Eric H. Cline | |
---|---|
Born | September 1, 1960 |
Nationality | American |
Alma mater | Dartmouth College; Yale University; University of Pennsylvania |
Known for | Excavations and field work at Tel Megiddo and Tel Kabri |
Scientific career | |
Fields | Archaeology |
Institutions | George Washington University |
Website | cnelc |
Eric H. Cline (born September 1, 1960) is an American author, historian, archaeologist, and professor of ancient history and archaeology at The George Washington University (GWU) in Washington, D.C., where he is Professor of Classics and Anthropology and the former Chair of the Department of Classical and Near Eastern Languages and Civilizations,[1] as well as Director of the GWU Capitol Archaeological Institute.[2] He is also the advisor for the undergraduate archaeology majors, for which he was awarded the GWU Award for "Excellence in Undergraduate Departmental Advising" (2006).[1] Cline served as co-editor of the Bulletin of the American Schools of Oriental Research along with Christopher Rollston from 2014–2020.[3][4]
Cline received his B.A. in Classical Archaeology at Dartmouth College in 1982 and his M.A. in Near Eastern Languages and Literatures at Yale University in 1984.[1]
He was awarded a Fulbright scholarship (Greece) in 1989 and in 1991 received his Ph.D. in Ancient History from the University of Pennsylvania.[1]
He has served as a Trustee and Board Member (in addition to holding various other offices) for both the Archaeological Institute of America and the American Schools of Oriental Research.[1]
Cline is an active field archaeologist with more than 30 seasons of excavation and survey experience in Israel, Egypt, Jordan, Cyprus, Greece, Crete, and the United States, including ten seasons at the site of Megiddo (biblical Armageddon) in Israel, from which he has retired after serving as Co-Director with Israel Finkelstein of Tel Aviv University.[1][5] He is currently Co-Director, with Assaf Yasur-Landau of the University of Haifa, of the renewed excavations at Tel Kabri, Israel, which have been conducted since 2005.[6] Discoveries by Cline and his team include the Near East's oldest wine cellar.[7]

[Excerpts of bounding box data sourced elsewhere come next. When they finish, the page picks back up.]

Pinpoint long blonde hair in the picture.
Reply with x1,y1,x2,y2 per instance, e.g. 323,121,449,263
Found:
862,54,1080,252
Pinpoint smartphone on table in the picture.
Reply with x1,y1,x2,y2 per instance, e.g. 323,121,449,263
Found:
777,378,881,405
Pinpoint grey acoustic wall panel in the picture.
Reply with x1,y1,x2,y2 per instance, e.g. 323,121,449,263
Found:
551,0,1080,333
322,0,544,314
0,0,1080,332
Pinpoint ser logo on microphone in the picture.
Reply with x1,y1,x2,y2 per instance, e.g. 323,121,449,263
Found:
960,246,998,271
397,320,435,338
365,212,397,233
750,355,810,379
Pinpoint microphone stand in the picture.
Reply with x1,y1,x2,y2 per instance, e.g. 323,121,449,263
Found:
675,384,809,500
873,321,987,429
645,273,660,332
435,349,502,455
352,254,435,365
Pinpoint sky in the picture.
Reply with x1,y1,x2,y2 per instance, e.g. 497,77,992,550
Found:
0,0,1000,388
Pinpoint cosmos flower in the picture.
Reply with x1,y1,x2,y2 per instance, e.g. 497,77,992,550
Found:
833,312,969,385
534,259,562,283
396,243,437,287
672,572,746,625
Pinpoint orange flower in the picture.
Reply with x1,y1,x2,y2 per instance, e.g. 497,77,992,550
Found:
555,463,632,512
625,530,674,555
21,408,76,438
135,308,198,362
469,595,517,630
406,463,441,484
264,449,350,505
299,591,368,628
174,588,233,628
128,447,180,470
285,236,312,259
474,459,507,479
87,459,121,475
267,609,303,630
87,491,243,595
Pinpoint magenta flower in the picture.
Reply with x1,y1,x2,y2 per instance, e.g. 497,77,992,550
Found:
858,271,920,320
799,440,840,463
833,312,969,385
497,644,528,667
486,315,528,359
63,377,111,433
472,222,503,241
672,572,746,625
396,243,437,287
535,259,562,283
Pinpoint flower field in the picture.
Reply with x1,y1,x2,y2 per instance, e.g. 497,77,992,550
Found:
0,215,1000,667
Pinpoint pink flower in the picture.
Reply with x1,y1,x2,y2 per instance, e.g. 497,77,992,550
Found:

Considered for a Pulitzer Prize (2014), Cline has won awards for his books six times—he is a two-time winner of the American Schools of Oriental Research "Nancy Lapp Popular Book Award" (2014 and 2018)[8] and a three-time winner of the Biblical Archaeology Society's "Best Popular Book on Archaeology" Award (2001, 2009, and 2011);[9] in addition, a volume that he co-edited won the 2019 G. Ernest Wright Award from the American Schools of Oriental Research.[10] He has also won both national and local teaching awards, including the national "Excellence in Undergraduate Teaching" Award from the Archaeological Institute of America (2005) and the GWU "Morton Bender Excellence in Undergraduate Teaching" Award (2004).[1] In addition, he has received the two highest awards given at GWU: one for teaching, the "Oscar and Shoshana Trachtenberg Award for Teaching Excellence" (2012),[11] and the other for scholarly research, the "Oscar and Shoshana Trachtenberg Award for Faculty Scholarship" (2011).[12] He is the first faculty member in GWU history to have won both awards. He has been nominated three times for the CASE US Professor of the Year (2008, 2009, and 2012). In May 2015, he was awarded an honorary doctorate from Muhlenberg College.[13] In July 2015, he was named a member of the inaugural class of NEH Public Scholars, receiving the award for his book project entitled Digging Up Armageddon: The Search for the Lost City of Solomon, which was published by Princeton University Press in March 2020.[14] In Fall 2018, Cline was named an honorary member of the world's first Archaeology fraternity, Delta Iota Gamma ("DIG").[15] Cline was named a Getty Scholar for the 2020-21 academic year, but postponed until Fall 2021 because of the pandemic.[16]
Cline is the author or editor of 20 books.[1] Many have been translated, into a total of 19 languages,[citation needed] including French, German, Italian, Dutch, Spanish, Portuguese, Greek, Arabic, Turkish, Korean, Chinese (both Simplified and Traditional), Japanese, Russian, Czech, Serbian, Bulgarian, Polish, and Hungarian. His books include:
Cline has appeared in numerous television documentaries for ABC News, the National Geographic Channel, the Discovery Channel, the BBC, PBS, and the History Channel.[1]